Data Mining and Data Visualization Tools

mcb · May 6, 2012

I have created a 4-level graph (board/topic/message/term), but I haven't figured out what to do with it yet within Gephi, other than verify that it contains the data I expect it to contain. It can be downloaded here.

name · May 6, 2012

Megan said:
I have created a 4-level graph (board/topic/message/term), but I haven't figured out what to do with it yet within Gephi, other than verify that it contains the data I expect it to contain. It can be downloaded here.

What I did with it after downloading:
After I load it, I let it calculate the statistics shown on the right-side panel. Then used the "Yifan-Hu Proportional" layout and set the "optimal distance" parameter above 250 so the nodes dont stick too much to each other. Some nodes cluster in the center and other remained in the periphery.
I then ranked the nodes according to "authority" and let it apply color. I also ranked the nodes according to "Hub" degree and let it resize the nodes.
If I understand correctly what I see, the most important threads of the forum are "Diet and Health", "Whats on your mind" and "Suggest an article for SOTT", and the outsider among the threads is "Cryptozoology".

mcb · May 7, 2012

Well that is encouraging! I am working on a new version now that relates the terms in a given message to the predecessor messages instead of the individual terms within those messages. It seems like that is really what is of interest -- "which prior messages contain each term in this message?" The only reason I made the terms their own (4th) level was the Gephi "parallel edge" restriction. I have also given each node level a different color (in the upcoming version of the data).

At the moment, now that I see that there might be something useful coming out of this tool, I am cleaning up the structure of the relational database, which I created quite hastily. I will generate a new graph when everything is running again.

At some point I will want to create something that can load an entire topic into the database -- like the "Handl" topic. I don't know yet when I will be able to work on that.

It would be useful to have a tool that can explore the graph, asking specific questions about terms of interest. It has to be interactive, because as you see what connects with what directly, you may notice other related terms of interest (or different spellings of the same term) in a given node. I have tried filtering using Gephi but haven't had any success so far. Perhaps Neo4j is more suited to that sort of querying?

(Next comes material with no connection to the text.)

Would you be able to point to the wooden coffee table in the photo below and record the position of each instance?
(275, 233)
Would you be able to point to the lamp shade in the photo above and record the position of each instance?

As usually happens when I create a database, I am finding that I have my hands full just collecting and generating the data. That is why I am not more familiar with advanced visualization tools -- I never reach that stage! If several of you can look at the data I am uploading and provide feedback on how I can improve it, I will be more than happy to focus on that end of things.

mcb · May 7, 2012

OK, all cleaned up. The latest version of the graph can be found here.

I finished normalizing the database, creating a proper set of entities along with a staging table, and I improved the extraction process to hopefully eliminate any invalid node IDs in the graph file.

I am trying to decide whether to keep the message bodies in the database. They are in the staging table, but I am not currently including them in the 'permanent' tables because of their size. I am thinking of creating some sort of archive process that will preserve them offline.

mcb · May 26, 2012

I've been busy with other things for the past month, but I am trying to take some time this holiday weekend to complete the part of the data collector that will download an entire topic. I would like to see if I can build useful graphs of topics of interest using this tool.

Ideally I would download entire public boards, but I don' t want to create too much of a load on the Forum, let alone my home network, so that will necessarily be a slow process. I will be happy for the moment if I can download a single topic.

I will be extending the existing code, which recognizes the SMF proprietary XML "news" format, to also parse the XHTML returned when a user accesses the website. They are largely the same in principle but very different in the details. The "news" format is perfect for incremental updating, but cannot be used for bulk downloads because it can only return the most recent posts of a specified target.

It should not be hard to make the change, as long as the returned XHTML is valid. I think it will be.

seek10 · May 28, 2012

Megan said:
I've been busy with other things for the past month, but I am trying to take some time this holiday weekend to complete the part of the data collector that will download an entire topic. I would like to see if I can build useful graphs of topics of interest using this tool.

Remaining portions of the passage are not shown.